After a last-minute court order and a long and often contentious Kennecott Copper Corp. stockholders' meeting, voting ended yesterday in the largest Wall Street proxy battle in years.
Kennecott directors will have to wait two weeks to learn whether their intense legal and public relations campaign successfully defeated the take-over challenge from Curtiss-Wright Corp. led by its Chairman T. Roland Berner.
All of the ballots cast for Kennecott or Curtiss slate of directors will be tabulated by Corporation members of the Trust Com., the inspector of the election, and results will not be announced until 3 P.M. May 16.
Late Monday, it appeared that Kennecott had won at least a respite when Manhattan District Court Judge Lloyd MacMahon blocked Curtiss-Wright from voting its 9.9 percent of Kennecott at yesterday's annual meeting of America's largest copper company.
In issuing his order, the judge found that Curtiss-Wright had violated federal antitrust law and securities law in acquiring $77 million worth of Kennecott stock and in battling to win shareholders' support for its alternate slate of directors.
Curtiss-Wright's plan for Kennecott were "not supported by any objective research or study whatsoever" and its statements to Kennecott stock-holders bordered on recklessness, the judge said.
As Kennecott Chairman Frank Milliken was about to open his annual meeting in the jammed grand ball-room of the Plaza Hotel with overflow stockholders watching on closed-circuit television from other rooms, his adversary, Berner, strode onto the platform with a fist in the air announcing he had a stay of MacMahon's order.
A two-judge federal appeals court that got the case 16 hours before the annual meeting began did not address itself to the merits of the case. It ruled that Curtiss-Wright could vote its Kennecott shares but that the present directors should retain control of Kennecott until a full appeal is heard.
If the appeals court upholds MacMahon, the proxy battle that has seen Berner and Milliken exchange personal attacks over the last two months will be moot.
Berner told the stockholders that MacMahon's decision had seriously injured his cause.

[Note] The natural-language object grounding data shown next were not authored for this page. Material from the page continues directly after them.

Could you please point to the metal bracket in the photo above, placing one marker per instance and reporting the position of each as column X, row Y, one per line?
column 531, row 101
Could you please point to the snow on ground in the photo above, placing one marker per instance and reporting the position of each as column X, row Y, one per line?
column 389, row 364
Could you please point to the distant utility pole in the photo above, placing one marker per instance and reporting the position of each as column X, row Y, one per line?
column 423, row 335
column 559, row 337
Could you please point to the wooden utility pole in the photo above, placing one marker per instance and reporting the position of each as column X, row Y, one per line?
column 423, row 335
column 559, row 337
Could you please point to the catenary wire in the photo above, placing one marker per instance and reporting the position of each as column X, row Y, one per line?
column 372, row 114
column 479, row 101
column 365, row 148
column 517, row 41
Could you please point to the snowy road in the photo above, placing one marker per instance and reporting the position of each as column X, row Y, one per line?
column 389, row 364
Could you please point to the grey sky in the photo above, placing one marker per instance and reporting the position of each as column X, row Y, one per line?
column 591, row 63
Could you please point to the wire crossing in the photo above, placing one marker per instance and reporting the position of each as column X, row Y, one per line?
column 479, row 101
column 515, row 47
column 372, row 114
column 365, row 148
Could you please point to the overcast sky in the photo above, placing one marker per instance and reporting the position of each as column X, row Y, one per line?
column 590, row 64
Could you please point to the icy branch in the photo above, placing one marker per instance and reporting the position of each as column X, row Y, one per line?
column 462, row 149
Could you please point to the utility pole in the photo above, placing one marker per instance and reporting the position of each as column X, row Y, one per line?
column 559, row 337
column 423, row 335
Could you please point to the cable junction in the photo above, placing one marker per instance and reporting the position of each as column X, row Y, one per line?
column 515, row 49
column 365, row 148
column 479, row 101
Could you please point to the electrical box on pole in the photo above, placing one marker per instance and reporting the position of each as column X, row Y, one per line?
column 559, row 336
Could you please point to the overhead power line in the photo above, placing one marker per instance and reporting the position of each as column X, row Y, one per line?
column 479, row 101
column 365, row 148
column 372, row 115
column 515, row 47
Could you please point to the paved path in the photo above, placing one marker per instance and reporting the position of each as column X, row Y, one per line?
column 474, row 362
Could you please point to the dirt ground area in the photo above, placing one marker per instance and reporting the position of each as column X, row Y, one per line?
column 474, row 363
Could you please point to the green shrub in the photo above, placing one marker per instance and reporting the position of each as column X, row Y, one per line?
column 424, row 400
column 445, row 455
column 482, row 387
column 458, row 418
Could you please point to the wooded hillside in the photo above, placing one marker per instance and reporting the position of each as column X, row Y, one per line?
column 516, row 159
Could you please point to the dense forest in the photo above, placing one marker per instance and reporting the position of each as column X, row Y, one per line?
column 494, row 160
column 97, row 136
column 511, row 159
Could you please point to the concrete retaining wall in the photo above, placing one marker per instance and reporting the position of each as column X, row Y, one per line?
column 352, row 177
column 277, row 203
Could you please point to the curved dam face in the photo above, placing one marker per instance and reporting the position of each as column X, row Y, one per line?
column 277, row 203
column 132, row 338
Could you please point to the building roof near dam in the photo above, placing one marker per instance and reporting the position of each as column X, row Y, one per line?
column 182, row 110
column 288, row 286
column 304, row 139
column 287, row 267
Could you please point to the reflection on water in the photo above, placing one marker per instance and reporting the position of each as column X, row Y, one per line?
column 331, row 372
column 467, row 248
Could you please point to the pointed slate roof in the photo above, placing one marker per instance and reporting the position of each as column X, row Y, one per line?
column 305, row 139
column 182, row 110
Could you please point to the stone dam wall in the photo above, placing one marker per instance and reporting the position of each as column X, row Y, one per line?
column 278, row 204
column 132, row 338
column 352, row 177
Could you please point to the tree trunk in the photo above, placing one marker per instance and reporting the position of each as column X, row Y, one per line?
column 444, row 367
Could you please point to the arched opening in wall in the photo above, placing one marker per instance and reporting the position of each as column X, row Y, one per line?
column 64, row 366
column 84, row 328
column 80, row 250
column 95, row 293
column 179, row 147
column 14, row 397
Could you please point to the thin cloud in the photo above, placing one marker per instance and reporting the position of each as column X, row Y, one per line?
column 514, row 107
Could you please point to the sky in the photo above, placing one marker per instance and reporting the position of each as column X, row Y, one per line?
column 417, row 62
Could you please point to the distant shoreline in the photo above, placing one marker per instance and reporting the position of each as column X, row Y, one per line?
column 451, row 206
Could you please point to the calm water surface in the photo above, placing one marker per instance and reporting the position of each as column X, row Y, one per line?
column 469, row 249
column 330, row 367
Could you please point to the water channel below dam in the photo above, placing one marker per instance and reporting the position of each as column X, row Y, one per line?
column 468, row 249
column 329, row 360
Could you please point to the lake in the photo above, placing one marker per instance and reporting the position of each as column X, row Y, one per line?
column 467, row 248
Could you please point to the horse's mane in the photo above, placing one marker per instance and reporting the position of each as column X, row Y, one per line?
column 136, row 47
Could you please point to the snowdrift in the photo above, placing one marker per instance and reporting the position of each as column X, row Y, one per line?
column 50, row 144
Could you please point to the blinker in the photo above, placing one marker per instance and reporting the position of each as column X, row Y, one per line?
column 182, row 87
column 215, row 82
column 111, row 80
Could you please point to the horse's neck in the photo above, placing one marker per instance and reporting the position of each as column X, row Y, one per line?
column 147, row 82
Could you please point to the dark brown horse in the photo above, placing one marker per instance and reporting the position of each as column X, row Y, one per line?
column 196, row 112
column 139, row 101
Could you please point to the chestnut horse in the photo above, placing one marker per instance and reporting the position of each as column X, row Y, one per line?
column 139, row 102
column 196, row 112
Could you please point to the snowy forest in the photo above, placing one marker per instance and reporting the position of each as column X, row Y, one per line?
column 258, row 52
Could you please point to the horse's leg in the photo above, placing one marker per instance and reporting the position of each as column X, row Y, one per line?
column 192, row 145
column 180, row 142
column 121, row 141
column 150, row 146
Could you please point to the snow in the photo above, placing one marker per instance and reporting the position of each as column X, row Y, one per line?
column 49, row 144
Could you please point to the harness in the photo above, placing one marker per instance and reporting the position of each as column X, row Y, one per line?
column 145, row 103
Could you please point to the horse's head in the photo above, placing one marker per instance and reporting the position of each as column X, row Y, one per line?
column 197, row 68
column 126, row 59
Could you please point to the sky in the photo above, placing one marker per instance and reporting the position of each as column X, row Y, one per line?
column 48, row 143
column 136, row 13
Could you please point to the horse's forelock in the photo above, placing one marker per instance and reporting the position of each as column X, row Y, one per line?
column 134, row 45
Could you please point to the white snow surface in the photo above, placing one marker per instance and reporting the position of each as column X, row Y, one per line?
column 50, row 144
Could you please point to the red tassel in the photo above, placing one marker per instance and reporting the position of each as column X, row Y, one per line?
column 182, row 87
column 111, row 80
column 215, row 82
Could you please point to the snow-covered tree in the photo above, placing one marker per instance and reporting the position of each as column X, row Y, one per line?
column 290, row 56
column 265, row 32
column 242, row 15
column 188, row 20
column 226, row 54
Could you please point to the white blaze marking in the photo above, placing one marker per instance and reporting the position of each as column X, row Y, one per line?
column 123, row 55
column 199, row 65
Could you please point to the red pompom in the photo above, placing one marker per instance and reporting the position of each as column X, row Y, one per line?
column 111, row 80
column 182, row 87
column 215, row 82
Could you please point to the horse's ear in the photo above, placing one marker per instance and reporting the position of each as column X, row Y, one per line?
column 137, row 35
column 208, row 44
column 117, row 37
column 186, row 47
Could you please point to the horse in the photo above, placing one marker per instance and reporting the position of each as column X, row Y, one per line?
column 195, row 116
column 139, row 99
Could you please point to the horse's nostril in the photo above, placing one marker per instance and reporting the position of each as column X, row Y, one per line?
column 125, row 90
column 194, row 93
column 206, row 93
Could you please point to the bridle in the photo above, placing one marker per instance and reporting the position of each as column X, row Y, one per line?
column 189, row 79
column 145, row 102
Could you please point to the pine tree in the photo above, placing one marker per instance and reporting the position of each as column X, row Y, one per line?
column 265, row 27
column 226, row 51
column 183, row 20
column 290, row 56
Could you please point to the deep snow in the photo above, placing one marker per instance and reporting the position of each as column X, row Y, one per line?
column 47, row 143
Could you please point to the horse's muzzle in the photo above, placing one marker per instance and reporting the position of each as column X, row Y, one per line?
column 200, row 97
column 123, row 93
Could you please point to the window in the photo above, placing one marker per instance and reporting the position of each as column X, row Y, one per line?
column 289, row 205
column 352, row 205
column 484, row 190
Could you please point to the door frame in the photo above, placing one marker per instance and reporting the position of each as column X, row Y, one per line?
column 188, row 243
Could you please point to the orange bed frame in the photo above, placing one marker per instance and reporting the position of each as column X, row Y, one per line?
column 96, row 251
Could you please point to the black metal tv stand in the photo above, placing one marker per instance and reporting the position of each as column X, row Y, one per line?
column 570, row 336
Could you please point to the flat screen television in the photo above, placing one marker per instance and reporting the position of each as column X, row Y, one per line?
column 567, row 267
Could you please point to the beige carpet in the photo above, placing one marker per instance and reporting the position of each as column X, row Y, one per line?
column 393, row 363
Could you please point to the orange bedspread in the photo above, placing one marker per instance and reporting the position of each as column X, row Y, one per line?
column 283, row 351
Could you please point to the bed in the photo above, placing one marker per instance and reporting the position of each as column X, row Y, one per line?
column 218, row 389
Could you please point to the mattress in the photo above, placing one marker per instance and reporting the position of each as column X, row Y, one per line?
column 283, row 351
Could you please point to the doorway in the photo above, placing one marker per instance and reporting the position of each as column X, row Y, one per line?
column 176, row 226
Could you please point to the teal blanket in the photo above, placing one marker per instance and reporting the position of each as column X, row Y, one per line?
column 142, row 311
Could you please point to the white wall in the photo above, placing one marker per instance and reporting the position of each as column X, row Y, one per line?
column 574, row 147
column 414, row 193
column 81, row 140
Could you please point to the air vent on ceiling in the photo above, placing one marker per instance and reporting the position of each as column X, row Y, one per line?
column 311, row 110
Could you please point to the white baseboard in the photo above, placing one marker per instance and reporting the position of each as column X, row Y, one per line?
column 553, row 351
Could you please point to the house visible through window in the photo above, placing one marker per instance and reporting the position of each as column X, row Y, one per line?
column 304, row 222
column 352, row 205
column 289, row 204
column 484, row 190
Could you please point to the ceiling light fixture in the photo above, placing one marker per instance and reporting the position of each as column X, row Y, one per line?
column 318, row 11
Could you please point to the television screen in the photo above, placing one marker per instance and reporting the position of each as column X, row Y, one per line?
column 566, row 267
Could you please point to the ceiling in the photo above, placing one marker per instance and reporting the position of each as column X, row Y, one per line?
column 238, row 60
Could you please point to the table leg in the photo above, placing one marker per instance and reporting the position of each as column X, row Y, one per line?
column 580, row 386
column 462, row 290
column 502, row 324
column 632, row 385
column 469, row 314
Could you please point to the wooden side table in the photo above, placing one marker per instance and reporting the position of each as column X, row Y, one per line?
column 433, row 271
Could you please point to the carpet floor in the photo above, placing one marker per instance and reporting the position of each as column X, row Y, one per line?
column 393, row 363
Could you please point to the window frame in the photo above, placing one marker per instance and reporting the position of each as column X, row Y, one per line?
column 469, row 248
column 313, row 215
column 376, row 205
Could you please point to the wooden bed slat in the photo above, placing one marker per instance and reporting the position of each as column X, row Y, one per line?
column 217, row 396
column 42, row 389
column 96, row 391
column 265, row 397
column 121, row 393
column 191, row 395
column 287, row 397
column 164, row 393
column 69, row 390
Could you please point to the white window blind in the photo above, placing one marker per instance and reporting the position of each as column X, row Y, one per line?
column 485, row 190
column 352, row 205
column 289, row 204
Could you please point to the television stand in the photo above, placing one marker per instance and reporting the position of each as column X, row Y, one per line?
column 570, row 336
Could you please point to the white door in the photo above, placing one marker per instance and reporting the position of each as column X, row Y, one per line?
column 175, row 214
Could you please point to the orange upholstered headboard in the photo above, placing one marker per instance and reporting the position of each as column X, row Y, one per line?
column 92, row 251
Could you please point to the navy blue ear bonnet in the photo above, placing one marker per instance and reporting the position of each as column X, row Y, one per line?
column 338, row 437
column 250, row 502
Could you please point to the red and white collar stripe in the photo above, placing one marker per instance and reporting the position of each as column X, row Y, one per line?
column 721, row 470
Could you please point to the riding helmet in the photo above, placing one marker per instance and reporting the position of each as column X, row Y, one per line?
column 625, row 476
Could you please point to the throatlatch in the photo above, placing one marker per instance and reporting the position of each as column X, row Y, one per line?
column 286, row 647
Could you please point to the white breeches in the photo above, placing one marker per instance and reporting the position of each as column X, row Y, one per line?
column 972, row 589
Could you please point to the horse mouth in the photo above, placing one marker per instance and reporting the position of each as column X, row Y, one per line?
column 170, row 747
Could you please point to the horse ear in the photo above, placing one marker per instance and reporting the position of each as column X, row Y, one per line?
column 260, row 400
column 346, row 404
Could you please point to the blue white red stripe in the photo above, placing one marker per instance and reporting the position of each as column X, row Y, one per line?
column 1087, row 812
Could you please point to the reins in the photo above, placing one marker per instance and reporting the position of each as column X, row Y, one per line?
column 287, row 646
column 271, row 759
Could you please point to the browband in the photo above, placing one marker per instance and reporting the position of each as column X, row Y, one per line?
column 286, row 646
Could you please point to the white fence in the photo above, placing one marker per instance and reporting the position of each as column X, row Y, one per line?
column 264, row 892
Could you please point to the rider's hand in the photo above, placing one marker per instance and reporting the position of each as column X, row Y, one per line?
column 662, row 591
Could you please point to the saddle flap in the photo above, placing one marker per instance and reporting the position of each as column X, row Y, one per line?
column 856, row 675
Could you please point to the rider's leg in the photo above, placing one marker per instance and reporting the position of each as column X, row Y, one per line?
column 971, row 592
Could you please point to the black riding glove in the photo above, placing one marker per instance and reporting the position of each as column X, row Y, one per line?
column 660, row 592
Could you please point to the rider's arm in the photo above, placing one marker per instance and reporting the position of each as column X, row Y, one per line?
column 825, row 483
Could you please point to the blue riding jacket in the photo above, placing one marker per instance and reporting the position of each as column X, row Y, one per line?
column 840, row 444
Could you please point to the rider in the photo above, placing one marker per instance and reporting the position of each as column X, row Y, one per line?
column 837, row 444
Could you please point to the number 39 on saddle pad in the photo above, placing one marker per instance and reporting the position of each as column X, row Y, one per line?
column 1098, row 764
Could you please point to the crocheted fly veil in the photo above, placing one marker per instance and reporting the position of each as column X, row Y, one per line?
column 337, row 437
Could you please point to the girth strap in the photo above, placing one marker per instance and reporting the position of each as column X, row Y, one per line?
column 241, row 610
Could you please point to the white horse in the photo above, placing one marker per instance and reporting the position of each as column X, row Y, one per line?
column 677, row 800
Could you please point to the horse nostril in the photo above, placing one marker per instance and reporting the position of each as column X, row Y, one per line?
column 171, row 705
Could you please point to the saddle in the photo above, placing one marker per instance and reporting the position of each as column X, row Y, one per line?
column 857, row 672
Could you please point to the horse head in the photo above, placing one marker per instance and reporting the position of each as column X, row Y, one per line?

He appealed to them to ignore what he called an "erroneous and unexpected" decision.
Berner's plan for Kennecott, which has obvious appeal to stockholders, is to sell Carborundum Co., which Kennecott acquired Dec. 31 for $567 million and use the proceeds plus other Kennecott funds to make a $40-a-share offer for half its 33.2 million outstanding shares.
Kennecott closed yesterday at 23 5/8.
Berner also has built his proxy campaign on charges that the Milliken-led management is incompetent, Kennecott earnings have fallen for three straight years and were $7.3 million on revenue of $976.7 million last year.
First-quarter earnings were $5.3 million, down 25 percent from the same quarter of 1977, according to Kennecott's latest report.
Curtiss-Wright, which had a net profit of $16 million last year on sales of $309.9 million, also had a bad first quarter, down 23 percent from last year.
The stockholders who spoke expressed frustration with a mangement that has cut back its dividends to 16 cents a share.
But few said they had confidence in Berner, and the sentiment seemed to be that Kennecott's directors would win the proxy fight because, as one said, "Although they are not widely admired, Berner's track record is, if anything, even less impressive."
Richard Nordlinger of Englewood Cliffs, N.J., harangued Berner for planning to sell off Carborundom. "A vote for Curtiss-Wright is a vote for the destruction of Kennecott," he said.
Berner had a few supporters, however, like Chicago stockbroker Gerald Rivlin who criticized Kennecott for not consulting its stockholders on major corporate decisions and not taking their welfare sufficiently into account.
Berner pledged to the meeting yesterday that he would be able to carry out his plans with Kennecott despite MacMahon's criticism and despite claims by Milliken and other directors of the copper company that Berner would strip Kennecott and leave it in ruinous shape.
Kennecott President William Wendel counterattacked by discussing Berner's record as a manager.
"No discussion of Mr. Berner would really be complete without the Wankel engine," Wendel said. Curtiss-Wright bought exclusive North American rights to the Wankel rotary engine and even gave its New Jersey headquarters the address "1 Wankel Plaza."
Wendel recounted Berner's promise to Curtiss-Wright stockholders about the Wankel's future. "When it came to the Wankel engine in American cars, Berner took his stockholders for a buggy ride . . . I hope you won't let him take you for a buggy ride, too," Wendel said.
Berner, who has a reputation as a lawyer with great gifts in takeover battles, repeated himself frequently in his 40-minute presentation to the stockholders. He reiterated over and over again that his idea for buying back half of Kennecott's stock at $40 would work, and he made repeated promises of a vigorous legal appeal of MacMahon's decision.
Milliken told reporters after the stockholders' meeting: "We're very confident of the outcome of this fight."
"I hope you never get involved in a proxy fight," Milliken told the meeting. "It's aggravating and time consuming, to say the least."